O seu Tour não teve uma única imagem capaz de definir tudo. Teve algo mais útil: regularidade suficiente para confirmar que pode liderar uma equipa numa Grande Volta. Ficou no top 5, relembramos, no Tour mais exigente e sempre, possivelmente.
Jonas Vingegaard: uma história que ficou sem final
Jonas Vingegaard começou o Tour como o rival que, em teoria, tinha melhores condições para enfrentar Pogačar.
A Visma | Lease a Bike venceu o contrarrelógio coletivo inaugural, o dinamarquês vestiu a camisola amarela e manteve-se na luta pela classificação geral durante as primeiras semanas.
Mas a corrida terminou numa queda, antes de a montanha poder dar uma resposta definitiva. Dormiu e descansou pouco numa noite interrompida por um controlo anti doping surpresa?
Jonas Vingegaard gets into the medical car… It’s not a pretty sight ☹️
Jonas Vingegaard rentre dans la voiture médicale… Elles ne sont pas belles à voir ces images ☹️#TDF2026 pic.twitter.com/HexNChJBhY
— Tour de France™ (@LeTour) July 19, 2026
A fratura da clavícula obrigou-o a abandonar e interrompeu uma comparação que todos queriam ver. Até esse momento, Vingegaard não tinha conseguido colocar Pogačar verdadeiramente sob pressão, mas continuava suficientemente próximo para justificar expectativa.
Não foi derrotado nas etapas decisivas porque não teve oportunidade de disputá-las. Também não estava a mostrar sinais claros de que conseguiria inverter a corrida.
Ficou uma história incompleta e uma recordação habitual no ciclismo: meses de preparação podem desaparecer numa curva, num toque ou numa fração de segundo.
Somos fãs confessos de Vingegaard. A época está “salva” com a vitória no Giro e em breve e ele irá voltar mais forte, para nosso contentamento. Volta sempre.
Um Tour muito maior do que a camisola amarela
Tadej Pogačar conquistou o seu quinto Tour e reforçou o seu lugar entre os maiores da história. Mas uma Grande Volta nunca é construída apenas pelo vencedor.
É feita por homens como Nelson Oliveira, que transformam a resistência e a competência num recorde difícil de igualar.
Por audazes como Carapaz, incapazes de aceitar uma corrida parada.
Por jovens como Del Toro e Seixas, que chegaram a Paris já diferentes daqueles que partiram.
Por ciclistas como Pidcock, capazes de desafiar a hierarquia das equipas, e por talentos totais como Van der Poel, que conseguem ser líderes e gregários dentro da mesma prova.

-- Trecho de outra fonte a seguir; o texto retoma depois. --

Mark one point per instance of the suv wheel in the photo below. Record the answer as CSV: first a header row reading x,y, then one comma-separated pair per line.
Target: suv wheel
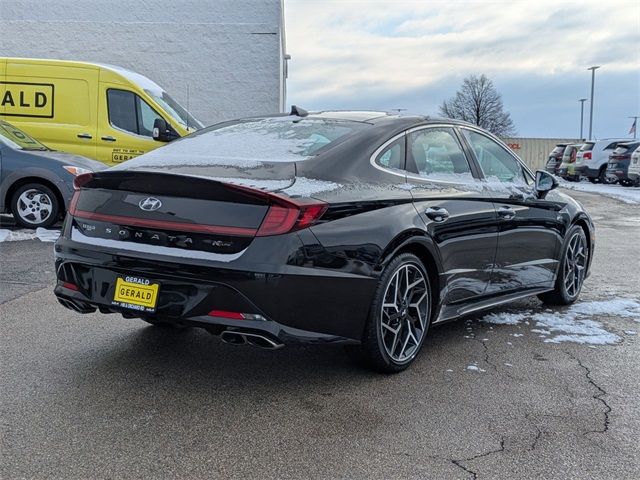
x,y
35,205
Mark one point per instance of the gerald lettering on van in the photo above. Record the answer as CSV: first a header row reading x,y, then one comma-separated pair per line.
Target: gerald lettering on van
x,y
19,99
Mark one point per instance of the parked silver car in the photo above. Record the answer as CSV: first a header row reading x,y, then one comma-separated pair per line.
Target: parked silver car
x,y
36,183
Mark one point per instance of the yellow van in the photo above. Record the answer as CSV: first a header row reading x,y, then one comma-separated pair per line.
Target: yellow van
x,y
98,111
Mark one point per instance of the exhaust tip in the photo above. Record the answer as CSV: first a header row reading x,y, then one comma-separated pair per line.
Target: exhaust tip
x,y
234,338
255,339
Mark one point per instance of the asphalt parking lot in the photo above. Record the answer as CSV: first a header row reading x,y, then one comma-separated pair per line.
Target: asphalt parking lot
x,y
95,396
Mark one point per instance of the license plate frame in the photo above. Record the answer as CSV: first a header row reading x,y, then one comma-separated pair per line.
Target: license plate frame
x,y
135,293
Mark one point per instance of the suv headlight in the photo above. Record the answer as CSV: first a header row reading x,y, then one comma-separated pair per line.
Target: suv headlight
x,y
76,170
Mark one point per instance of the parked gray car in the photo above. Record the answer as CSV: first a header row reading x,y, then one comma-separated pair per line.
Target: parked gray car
x,y
36,183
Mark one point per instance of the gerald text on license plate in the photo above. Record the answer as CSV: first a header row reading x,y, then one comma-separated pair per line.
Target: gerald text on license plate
x,y
136,293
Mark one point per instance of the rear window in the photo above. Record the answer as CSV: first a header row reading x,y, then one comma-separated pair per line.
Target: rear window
x,y
624,147
612,146
587,147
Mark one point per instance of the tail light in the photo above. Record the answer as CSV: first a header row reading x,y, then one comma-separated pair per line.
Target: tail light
x,y
286,214
283,216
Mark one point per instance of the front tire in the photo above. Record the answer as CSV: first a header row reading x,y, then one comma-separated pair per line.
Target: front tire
x,y
399,317
572,269
35,205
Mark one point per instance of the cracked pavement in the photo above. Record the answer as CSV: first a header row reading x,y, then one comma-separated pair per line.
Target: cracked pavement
x,y
98,396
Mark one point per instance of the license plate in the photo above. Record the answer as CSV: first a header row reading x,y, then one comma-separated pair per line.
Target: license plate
x,y
136,293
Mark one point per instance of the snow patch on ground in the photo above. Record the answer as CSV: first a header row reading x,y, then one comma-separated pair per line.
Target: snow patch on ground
x,y
626,194
41,234
575,323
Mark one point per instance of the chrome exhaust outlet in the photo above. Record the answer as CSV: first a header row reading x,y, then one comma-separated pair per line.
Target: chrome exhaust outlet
x,y
234,338
262,341
255,339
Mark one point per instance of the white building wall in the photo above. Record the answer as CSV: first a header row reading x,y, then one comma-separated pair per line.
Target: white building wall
x,y
221,59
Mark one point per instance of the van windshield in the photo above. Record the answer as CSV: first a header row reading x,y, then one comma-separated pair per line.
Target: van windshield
x,y
173,108
15,138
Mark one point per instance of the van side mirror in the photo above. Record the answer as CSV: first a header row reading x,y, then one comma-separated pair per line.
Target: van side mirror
x,y
163,132
545,182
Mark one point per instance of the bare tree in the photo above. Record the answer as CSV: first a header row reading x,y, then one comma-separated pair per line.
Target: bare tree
x,y
478,102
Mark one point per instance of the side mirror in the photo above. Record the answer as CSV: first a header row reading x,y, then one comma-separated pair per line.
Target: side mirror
x,y
163,132
545,182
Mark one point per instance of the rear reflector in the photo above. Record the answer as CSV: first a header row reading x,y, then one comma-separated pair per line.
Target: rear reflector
x,y
70,286
226,314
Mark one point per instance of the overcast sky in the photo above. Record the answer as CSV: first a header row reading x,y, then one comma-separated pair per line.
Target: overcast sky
x,y
414,54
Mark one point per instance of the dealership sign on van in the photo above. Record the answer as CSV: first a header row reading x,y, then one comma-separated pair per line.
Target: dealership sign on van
x,y
18,99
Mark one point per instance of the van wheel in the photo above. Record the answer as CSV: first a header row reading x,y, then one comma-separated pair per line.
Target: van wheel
x,y
399,317
35,205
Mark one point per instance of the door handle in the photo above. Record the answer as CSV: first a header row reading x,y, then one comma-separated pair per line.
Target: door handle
x,y
437,214
506,213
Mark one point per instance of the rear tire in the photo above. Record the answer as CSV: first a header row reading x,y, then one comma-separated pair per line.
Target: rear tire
x,y
571,271
399,317
35,205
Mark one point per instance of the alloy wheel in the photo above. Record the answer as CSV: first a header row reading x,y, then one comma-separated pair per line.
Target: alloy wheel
x,y
575,264
34,206
405,313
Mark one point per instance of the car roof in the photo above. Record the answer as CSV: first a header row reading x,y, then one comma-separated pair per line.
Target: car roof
x,y
375,117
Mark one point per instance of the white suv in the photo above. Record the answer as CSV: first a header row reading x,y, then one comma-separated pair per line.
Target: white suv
x,y
634,167
592,158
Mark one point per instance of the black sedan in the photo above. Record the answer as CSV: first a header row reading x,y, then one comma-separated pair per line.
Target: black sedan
x,y
361,228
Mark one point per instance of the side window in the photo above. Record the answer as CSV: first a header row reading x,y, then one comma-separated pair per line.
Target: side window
x,y
496,163
146,117
122,110
129,112
393,155
436,152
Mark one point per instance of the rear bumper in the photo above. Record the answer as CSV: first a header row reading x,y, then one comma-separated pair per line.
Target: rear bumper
x,y
620,174
297,304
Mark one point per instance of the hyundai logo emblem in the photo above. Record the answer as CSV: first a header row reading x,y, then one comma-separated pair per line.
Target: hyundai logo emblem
x,y
150,204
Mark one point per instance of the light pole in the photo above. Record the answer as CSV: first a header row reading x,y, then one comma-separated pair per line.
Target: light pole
x,y
634,126
593,81
582,100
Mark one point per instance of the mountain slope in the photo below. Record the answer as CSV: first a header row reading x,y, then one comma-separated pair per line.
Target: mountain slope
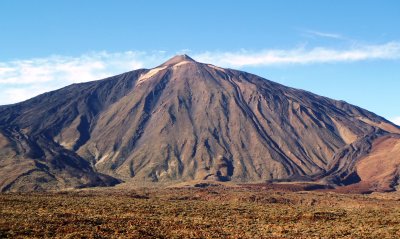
x,y
185,120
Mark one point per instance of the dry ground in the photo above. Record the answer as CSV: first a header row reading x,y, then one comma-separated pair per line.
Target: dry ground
x,y
212,212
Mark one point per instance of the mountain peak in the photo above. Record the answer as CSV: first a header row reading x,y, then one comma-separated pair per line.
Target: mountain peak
x,y
177,59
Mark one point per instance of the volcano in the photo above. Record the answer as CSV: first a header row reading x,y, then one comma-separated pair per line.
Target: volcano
x,y
185,121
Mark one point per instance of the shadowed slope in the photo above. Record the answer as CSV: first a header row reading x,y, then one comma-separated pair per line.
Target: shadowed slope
x,y
185,120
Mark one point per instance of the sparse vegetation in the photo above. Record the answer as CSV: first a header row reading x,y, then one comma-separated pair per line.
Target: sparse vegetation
x,y
213,212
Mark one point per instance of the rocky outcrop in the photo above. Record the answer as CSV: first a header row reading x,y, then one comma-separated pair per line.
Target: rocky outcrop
x,y
181,121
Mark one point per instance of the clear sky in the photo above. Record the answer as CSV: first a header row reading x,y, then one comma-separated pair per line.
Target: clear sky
x,y
347,50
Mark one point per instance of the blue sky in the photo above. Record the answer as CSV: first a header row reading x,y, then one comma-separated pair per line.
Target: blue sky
x,y
347,50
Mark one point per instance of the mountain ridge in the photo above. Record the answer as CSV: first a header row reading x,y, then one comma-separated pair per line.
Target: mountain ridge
x,y
185,120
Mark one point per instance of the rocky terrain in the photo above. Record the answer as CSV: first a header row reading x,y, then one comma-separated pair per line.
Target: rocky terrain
x,y
187,121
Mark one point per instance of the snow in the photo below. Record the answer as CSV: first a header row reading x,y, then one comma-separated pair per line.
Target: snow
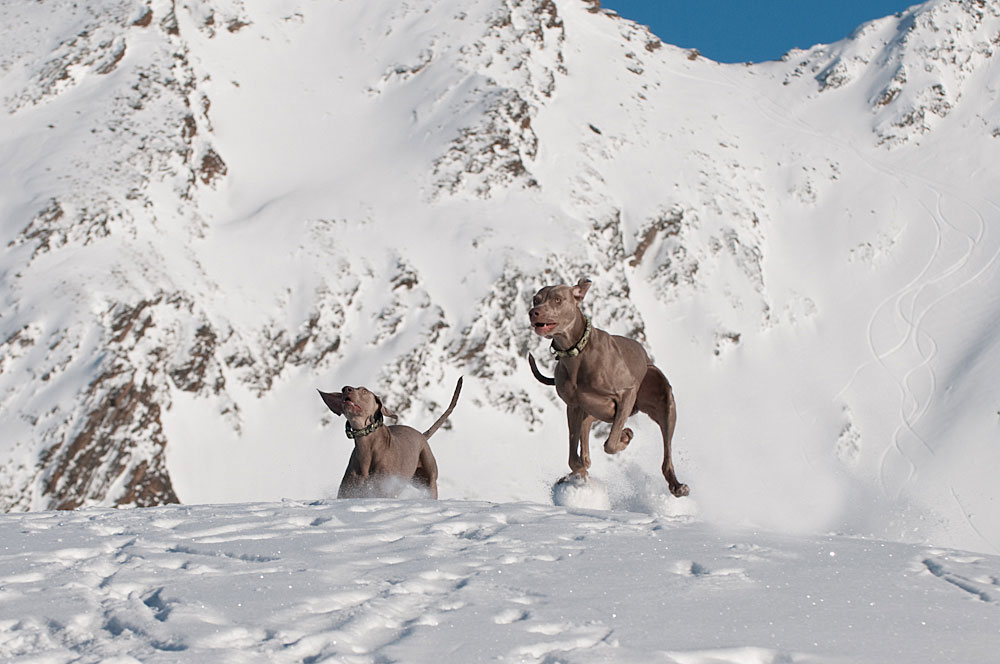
x,y
809,249
359,581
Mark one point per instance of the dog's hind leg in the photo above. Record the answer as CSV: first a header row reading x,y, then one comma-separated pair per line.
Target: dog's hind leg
x,y
656,399
426,472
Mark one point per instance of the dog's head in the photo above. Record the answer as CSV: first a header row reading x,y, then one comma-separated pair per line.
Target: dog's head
x,y
358,404
555,308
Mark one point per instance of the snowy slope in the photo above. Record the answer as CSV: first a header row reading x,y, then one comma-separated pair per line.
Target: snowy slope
x,y
381,581
209,210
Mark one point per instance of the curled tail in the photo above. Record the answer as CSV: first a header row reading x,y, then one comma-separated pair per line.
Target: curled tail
x,y
539,376
451,407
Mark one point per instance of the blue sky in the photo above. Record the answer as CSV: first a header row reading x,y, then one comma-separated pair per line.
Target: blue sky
x,y
753,30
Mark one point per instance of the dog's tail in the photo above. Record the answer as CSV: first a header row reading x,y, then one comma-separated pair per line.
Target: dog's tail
x,y
539,376
451,407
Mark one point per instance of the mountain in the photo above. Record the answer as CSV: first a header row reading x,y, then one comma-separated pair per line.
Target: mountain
x,y
211,209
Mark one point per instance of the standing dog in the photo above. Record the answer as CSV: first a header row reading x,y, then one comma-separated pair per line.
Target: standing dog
x,y
600,376
382,451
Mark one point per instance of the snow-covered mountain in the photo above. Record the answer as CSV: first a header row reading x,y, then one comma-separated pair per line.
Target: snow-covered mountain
x,y
211,209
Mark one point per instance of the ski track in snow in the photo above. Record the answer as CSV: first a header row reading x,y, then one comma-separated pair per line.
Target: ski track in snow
x,y
908,357
378,581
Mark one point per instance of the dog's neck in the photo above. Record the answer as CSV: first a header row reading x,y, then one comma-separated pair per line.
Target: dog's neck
x,y
354,434
575,349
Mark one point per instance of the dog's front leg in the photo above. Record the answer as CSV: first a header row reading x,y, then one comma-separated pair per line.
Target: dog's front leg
x,y
354,484
579,440
620,435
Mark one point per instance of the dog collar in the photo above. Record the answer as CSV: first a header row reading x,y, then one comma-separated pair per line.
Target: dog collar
x,y
575,350
361,433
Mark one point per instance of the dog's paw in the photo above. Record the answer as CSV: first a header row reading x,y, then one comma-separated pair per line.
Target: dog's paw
x,y
680,490
577,477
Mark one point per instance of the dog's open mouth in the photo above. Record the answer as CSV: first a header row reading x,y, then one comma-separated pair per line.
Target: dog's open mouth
x,y
544,328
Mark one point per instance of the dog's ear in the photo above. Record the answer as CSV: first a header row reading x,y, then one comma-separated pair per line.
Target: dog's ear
x,y
333,400
385,411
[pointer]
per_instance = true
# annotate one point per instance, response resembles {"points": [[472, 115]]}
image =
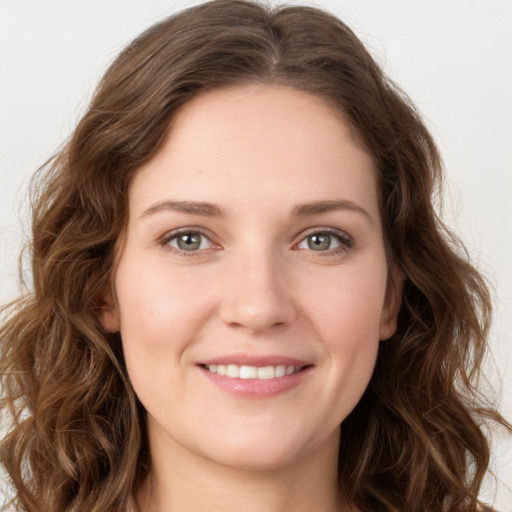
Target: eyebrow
{"points": [[203, 209], [319, 207]]}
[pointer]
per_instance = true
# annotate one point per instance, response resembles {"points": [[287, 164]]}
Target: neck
{"points": [[190, 483]]}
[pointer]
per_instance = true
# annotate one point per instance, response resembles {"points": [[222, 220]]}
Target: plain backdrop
{"points": [[453, 58]]}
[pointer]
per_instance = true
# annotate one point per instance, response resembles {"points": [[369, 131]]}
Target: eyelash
{"points": [[345, 241]]}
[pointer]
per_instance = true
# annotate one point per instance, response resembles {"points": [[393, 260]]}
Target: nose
{"points": [[255, 294]]}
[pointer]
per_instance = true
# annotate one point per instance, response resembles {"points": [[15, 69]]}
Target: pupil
{"points": [[319, 242], [189, 242]]}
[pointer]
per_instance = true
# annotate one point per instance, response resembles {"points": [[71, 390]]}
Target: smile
{"points": [[253, 372]]}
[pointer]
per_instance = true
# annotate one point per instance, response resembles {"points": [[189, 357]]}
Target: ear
{"points": [[392, 303], [109, 316]]}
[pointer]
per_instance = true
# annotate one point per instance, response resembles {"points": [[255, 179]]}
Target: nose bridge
{"points": [[255, 294]]}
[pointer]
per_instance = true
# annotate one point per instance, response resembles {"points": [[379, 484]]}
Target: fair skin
{"points": [[254, 245]]}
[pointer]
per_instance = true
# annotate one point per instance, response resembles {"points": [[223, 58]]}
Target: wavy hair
{"points": [[76, 441]]}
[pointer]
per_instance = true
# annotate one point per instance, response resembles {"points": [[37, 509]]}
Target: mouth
{"points": [[247, 372]]}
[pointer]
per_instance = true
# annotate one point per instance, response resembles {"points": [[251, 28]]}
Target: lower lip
{"points": [[257, 388]]}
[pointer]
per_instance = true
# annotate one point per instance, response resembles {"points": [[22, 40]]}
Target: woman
{"points": [[242, 294]]}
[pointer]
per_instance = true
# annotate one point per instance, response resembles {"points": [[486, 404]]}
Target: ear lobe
{"points": [[392, 303], [109, 316]]}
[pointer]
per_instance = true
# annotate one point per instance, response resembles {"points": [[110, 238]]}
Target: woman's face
{"points": [[252, 284]]}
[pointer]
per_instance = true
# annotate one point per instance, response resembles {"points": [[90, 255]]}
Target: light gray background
{"points": [[452, 57]]}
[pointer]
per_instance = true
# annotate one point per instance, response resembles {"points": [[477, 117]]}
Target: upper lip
{"points": [[255, 360]]}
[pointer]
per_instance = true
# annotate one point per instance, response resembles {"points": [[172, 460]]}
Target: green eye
{"points": [[321, 242], [189, 241], [325, 241]]}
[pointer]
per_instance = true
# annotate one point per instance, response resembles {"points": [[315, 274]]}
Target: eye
{"points": [[188, 241], [325, 241]]}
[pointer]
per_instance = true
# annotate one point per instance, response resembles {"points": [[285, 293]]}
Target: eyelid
{"points": [[174, 233], [343, 237]]}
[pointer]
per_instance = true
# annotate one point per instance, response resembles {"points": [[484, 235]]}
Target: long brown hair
{"points": [[77, 440]]}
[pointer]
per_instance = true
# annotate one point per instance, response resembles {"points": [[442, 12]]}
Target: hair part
{"points": [[77, 439]]}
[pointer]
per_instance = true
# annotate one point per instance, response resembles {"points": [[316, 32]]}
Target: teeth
{"points": [[252, 372]]}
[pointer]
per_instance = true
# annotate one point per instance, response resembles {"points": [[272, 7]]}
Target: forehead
{"points": [[257, 143]]}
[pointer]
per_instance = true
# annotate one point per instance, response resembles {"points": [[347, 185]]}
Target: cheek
{"points": [[158, 310]]}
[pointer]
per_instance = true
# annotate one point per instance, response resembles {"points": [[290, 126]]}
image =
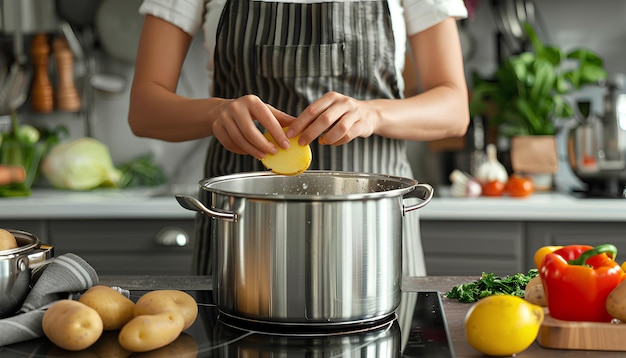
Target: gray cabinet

Também é feita pelas histórias que ficam suspensas, como a de Vingegaard, e pelos desempenhos que ganham importância quando olhamos com atenção, como o de Lenny Martinez.
Pogačar foi o vencedor. Mas estes foram alguns dos ciclistas que deram rosto, emoção e profundidade à Volta à França de 2026, entre outros. E é precisamente isso que impede três semanas de ciclismo de se reduzirem a uma simples classificação final.